The Editorial Team over at SearchSAP.com is reporting that according to Information Week, the Congress Critters have eliminated the proposed increase in H1B application fee's from the proposed H1B bill that is working its way through joint committee. The increased H1B application fees were to be used to provide new scholarships for U.S. students up to $15,000 annually for qualified computer science students.
Information Technology Industry Groups have opposed the fee increases because they would make the H1B program not as effective.
By complaining that the increased fees would hurt the effectiveness of the program, they are admitting the purpose of the H1B program, instead of filling critical shortages in specific areas, is in fact the limitation of I.T. industry salaries.

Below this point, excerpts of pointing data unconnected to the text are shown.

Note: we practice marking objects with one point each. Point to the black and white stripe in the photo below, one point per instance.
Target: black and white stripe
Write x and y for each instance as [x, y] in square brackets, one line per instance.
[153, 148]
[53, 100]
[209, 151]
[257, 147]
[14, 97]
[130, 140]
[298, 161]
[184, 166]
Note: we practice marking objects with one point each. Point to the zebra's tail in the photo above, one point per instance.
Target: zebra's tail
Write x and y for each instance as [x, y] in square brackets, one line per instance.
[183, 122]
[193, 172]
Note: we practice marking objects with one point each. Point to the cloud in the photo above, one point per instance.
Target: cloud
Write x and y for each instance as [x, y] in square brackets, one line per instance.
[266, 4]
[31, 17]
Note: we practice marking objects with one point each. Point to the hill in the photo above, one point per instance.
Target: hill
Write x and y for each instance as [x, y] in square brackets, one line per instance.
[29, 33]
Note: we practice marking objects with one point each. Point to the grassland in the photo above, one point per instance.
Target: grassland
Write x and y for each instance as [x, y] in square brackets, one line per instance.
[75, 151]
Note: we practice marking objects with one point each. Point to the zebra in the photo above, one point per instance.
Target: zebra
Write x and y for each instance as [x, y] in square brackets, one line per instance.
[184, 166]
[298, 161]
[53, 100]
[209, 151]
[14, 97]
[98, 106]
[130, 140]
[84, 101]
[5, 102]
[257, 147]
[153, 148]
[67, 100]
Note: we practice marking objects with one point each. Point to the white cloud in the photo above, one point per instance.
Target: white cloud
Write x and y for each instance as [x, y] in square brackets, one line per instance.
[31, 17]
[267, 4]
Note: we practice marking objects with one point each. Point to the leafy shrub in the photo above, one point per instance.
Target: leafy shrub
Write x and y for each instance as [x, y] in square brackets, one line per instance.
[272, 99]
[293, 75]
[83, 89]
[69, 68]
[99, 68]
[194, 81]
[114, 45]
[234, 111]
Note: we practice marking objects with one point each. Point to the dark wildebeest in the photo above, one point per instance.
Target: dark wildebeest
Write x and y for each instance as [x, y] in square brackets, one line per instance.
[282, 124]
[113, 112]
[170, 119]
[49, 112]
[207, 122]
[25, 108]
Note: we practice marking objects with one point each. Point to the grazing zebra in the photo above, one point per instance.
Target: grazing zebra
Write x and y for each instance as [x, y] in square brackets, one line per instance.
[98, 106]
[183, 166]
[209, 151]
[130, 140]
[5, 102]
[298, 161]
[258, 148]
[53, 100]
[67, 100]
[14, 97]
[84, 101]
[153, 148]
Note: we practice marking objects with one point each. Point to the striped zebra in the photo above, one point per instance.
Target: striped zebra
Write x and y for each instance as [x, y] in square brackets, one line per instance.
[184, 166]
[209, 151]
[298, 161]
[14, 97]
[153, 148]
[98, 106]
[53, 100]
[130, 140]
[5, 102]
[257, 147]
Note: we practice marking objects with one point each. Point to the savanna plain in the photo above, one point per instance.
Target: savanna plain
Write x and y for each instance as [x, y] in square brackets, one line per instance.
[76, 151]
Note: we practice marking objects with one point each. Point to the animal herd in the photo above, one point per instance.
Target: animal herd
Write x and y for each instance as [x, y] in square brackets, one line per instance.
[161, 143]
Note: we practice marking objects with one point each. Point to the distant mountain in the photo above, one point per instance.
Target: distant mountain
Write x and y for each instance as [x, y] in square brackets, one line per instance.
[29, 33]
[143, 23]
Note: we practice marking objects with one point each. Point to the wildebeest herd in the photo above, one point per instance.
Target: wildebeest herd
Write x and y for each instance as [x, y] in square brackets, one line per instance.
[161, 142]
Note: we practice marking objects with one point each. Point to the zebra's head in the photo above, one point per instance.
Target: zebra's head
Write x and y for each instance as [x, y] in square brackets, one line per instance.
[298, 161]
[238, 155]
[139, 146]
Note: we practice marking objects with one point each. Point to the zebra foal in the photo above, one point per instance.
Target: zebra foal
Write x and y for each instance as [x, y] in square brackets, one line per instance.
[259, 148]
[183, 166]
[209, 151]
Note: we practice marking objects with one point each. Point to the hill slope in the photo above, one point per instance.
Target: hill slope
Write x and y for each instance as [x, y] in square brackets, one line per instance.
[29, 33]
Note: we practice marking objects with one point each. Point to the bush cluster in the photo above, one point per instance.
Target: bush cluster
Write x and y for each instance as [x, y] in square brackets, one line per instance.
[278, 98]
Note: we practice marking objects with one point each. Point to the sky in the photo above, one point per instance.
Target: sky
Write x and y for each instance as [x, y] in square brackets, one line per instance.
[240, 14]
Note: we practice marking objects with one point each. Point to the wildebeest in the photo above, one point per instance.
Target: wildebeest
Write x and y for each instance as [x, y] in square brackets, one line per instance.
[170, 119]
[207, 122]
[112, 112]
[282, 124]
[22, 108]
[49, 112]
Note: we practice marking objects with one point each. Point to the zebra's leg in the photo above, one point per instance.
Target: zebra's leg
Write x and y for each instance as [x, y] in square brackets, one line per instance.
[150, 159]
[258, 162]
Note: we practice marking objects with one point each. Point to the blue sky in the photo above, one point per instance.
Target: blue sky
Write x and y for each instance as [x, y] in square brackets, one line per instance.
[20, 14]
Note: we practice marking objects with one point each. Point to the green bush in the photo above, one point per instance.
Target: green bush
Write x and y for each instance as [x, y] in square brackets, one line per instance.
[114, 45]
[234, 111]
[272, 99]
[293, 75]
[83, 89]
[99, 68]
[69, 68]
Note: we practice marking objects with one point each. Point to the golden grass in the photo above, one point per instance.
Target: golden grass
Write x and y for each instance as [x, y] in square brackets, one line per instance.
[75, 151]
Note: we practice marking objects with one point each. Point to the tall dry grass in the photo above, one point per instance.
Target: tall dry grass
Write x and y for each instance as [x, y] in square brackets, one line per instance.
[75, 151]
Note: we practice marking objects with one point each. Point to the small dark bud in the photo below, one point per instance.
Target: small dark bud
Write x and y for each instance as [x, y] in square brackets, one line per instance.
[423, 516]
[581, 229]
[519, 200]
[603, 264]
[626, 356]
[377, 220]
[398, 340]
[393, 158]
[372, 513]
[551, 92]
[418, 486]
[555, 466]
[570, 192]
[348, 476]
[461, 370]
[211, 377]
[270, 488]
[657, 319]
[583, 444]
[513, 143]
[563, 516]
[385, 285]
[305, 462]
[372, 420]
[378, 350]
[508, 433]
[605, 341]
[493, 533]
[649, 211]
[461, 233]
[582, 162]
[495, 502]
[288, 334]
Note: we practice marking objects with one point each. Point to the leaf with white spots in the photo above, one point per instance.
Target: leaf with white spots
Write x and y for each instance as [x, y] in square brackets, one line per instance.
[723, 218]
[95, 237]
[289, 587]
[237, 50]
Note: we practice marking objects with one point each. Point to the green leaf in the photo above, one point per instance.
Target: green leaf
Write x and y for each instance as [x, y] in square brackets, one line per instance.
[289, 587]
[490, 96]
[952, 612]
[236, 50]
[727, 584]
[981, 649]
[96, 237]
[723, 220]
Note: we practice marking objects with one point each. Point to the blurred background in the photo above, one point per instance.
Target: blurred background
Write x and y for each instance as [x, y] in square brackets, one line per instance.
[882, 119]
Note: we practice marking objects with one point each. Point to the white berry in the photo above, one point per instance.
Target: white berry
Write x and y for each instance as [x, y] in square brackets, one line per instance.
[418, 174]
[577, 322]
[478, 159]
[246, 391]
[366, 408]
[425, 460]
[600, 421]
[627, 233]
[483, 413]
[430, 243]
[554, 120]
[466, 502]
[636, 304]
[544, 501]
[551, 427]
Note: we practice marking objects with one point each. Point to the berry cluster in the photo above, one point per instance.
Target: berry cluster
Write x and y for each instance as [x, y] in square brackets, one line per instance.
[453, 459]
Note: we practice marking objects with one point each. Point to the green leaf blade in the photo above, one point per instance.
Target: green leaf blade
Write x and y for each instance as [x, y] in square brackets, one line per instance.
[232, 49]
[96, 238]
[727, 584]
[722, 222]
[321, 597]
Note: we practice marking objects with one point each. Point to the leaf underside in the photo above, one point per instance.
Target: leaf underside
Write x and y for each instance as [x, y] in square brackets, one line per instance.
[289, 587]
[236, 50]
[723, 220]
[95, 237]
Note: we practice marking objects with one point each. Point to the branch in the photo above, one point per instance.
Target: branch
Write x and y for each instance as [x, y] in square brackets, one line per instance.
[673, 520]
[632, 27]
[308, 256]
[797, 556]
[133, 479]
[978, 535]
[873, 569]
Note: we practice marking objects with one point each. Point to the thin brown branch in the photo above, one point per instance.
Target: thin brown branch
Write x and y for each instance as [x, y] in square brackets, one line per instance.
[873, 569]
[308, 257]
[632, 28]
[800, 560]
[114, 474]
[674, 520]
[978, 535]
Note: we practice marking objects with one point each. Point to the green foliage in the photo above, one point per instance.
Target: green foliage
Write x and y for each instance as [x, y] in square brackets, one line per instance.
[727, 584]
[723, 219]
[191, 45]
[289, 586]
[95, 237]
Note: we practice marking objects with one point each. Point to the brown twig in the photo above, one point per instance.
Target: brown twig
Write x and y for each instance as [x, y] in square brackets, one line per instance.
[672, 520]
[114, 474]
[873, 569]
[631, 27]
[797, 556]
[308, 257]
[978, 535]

If the purpose of the program was just to fill critical shortages, they would happily pay the increased fee's to get the help they so badly need, especially if the fees were used to increase the talent pool available to them in the future to fill future shortages.
Instead they just want to increase the number of H1B positions available, to artificially lower I.T. salaries by flooding the market with foreign workers, willing to work for below market wages in order to gain access to life in the U.S.
For far to long the Information Technology companies in this country have paid too much attention to their MBA'd managers, who are primarily concerned with keeping salaries artificially low so that they continue to reach falsely construed Wall Street expectations. These same companies, who are dependent on their I.T. Staffs to produce the actual product they market pay little or no attention to welfare of their I.T. workers.
I.T. workers across the country have seen their standard of living stagnate if not decrease over the life of the H1B program, because of the flood of foreign workers.
For more on this check out H1B visa update: No increased fees — SAP Watch:
It's time that we stand up tho these I.T. Industry MBA's and their fake shortage H1B scheme, they are not interested in filling shortages, they are interested in filling their pockets. H1B is little more that giving I.T. companies license to print money for their own use.
H1B visas have remained a hot button topic for SAP professionals for some time, and we’ve covered it quite a bit over the years. Last we heard, there was legislation put into motion to more than triple the H1B application fee, from $1,500 to $5,000. The influx of money would be used to fund new scholarships for U.S. students to the tune of $15,000 annually for qualified computer science students.
Well, that probably won’t happen after all. InformationWeek just reported that the amendment is most likely about the get the boot, which comes as good news to Microsoft, Sun and others who have gone on the record to support easing and increasing H1B visas. They view the H1B visa program as a key component of staying competitive and adequately staffing projects with the best and brightest in the world.
Call, phone, fax and email your congressional representation on this travesty of a bill, and tell them to vote no on the revised bill.